Our psalm in particular speaks to me of God’s free and never ending grace… the psalmist cries out to God and knows that there is forgiveness, mercy as he waits for God. It speaks to me of a life that is soaked in God’s mercy and God’s love; it tells of a person who knows that they don’t always get this God thing right, and that even so, God is forgiving and showing mercy perhaps before the person even asks. The psalmist knows God’s very essence is to be merciful, loving, and forgiving. Forgiving is sometimes hard for us to do and even harder I think to hear for ourselves. So many times we get caught in a spiritual spiral where the guilt of our sins weighs us down; it can be so much easier to forgive another than to know that we are forgiven. Every Sunday we hear those words of absolution, and they are powerful, and they are necessary. We all need to know that we can be and are forgiven by God, who desires for us to be free.
Paul tells us this morning that even though we might be wasting away, that our life in God is eternal. I did a short graveside burial yesterday and that incredible message that is central to our burial rite is what I and others need to hear; that God’s love and mercy and grace extend beyond this life that we live here. What we live here is temporary and we can only guess at what awaits us, but we know that one day we will all know the fullest extent of God’s love for us.

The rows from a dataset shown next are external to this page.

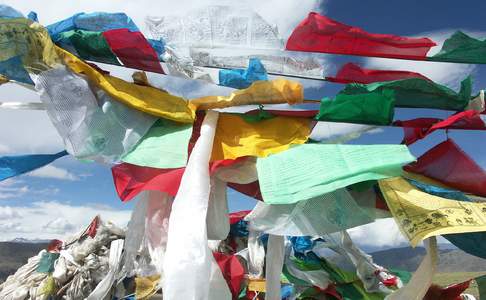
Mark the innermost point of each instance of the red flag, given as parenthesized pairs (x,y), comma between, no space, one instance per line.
(321,34)
(418,129)
(93,227)
(350,73)
(251,189)
(235,217)
(133,50)
(132,179)
(450,165)
(233,271)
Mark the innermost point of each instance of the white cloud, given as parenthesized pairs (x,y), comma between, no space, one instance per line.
(48,220)
(449,74)
(51,171)
(7,213)
(10,226)
(59,225)
(381,233)
(12,188)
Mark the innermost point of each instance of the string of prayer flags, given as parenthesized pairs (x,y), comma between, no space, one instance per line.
(319,33)
(353,73)
(235,137)
(11,166)
(462,48)
(164,146)
(259,92)
(144,98)
(418,129)
(372,108)
(297,174)
(243,78)
(464,174)
(420,215)
(417,93)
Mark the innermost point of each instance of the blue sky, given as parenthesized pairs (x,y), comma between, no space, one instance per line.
(68,193)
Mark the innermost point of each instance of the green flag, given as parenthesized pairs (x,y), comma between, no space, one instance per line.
(310,170)
(373,108)
(164,146)
(462,48)
(88,45)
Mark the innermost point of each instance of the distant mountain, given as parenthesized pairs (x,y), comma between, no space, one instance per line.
(13,255)
(29,241)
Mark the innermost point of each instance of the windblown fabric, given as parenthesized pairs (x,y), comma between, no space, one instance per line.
(133,50)
(164,146)
(260,92)
(353,73)
(236,137)
(318,33)
(372,108)
(331,212)
(420,215)
(418,129)
(417,93)
(189,264)
(462,48)
(21,37)
(241,78)
(473,243)
(88,45)
(421,280)
(97,22)
(130,179)
(143,98)
(308,171)
(13,69)
(91,126)
(283,62)
(11,166)
(464,174)
(481,281)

In our gospel, Jesus comes alongside us to say that while we may get stuck thinking that our life as disciples only matters once we die, we need to remember that kingdom work belongs to us. Through his Holy Spirit, we have to continue the work that he started. When we act like him, when we love the world so much that we give of ourselves for its well being. When we say yes to discipleship, we say yes to emptying ourselves as he did so that we might be filled with his Spirit. It is his Spirit within us that compels us to the ministries he has given us. And when we love the world as he does, we become partners with him, brothers and sisters who continue to show forth God’s love, mercy, and grace. Our lives are to be living examples of what it means to live into God’s grace. We are loved, we are healed, we are forgiven. Grace, freely given, helps us to know that we are free from the sin and guilt that we carry with us. Receiving that grace, especially when we come together to receive communion, is the fuel that keeps us going, keeps us doing the work we have been sent out to do. So beloved, remember that we are his brothers, sisters, and mother, when we do his will. Our lives here matter to him; they should matter to us. What we do here is important. Discipleship asks us to forgive, to show mercy, and to bring the message of God’s free and holy grace to the world he loved enough to die for it. And we bring the message not so much with what we say, but by what we do. May we feel his love and grace surround us as we go forth from this place; may we feel the Holy Spirit’s nudge, or in some cases, shove, to do the work he has given us to do; we are to Love God, love our neighbor, love ourselves.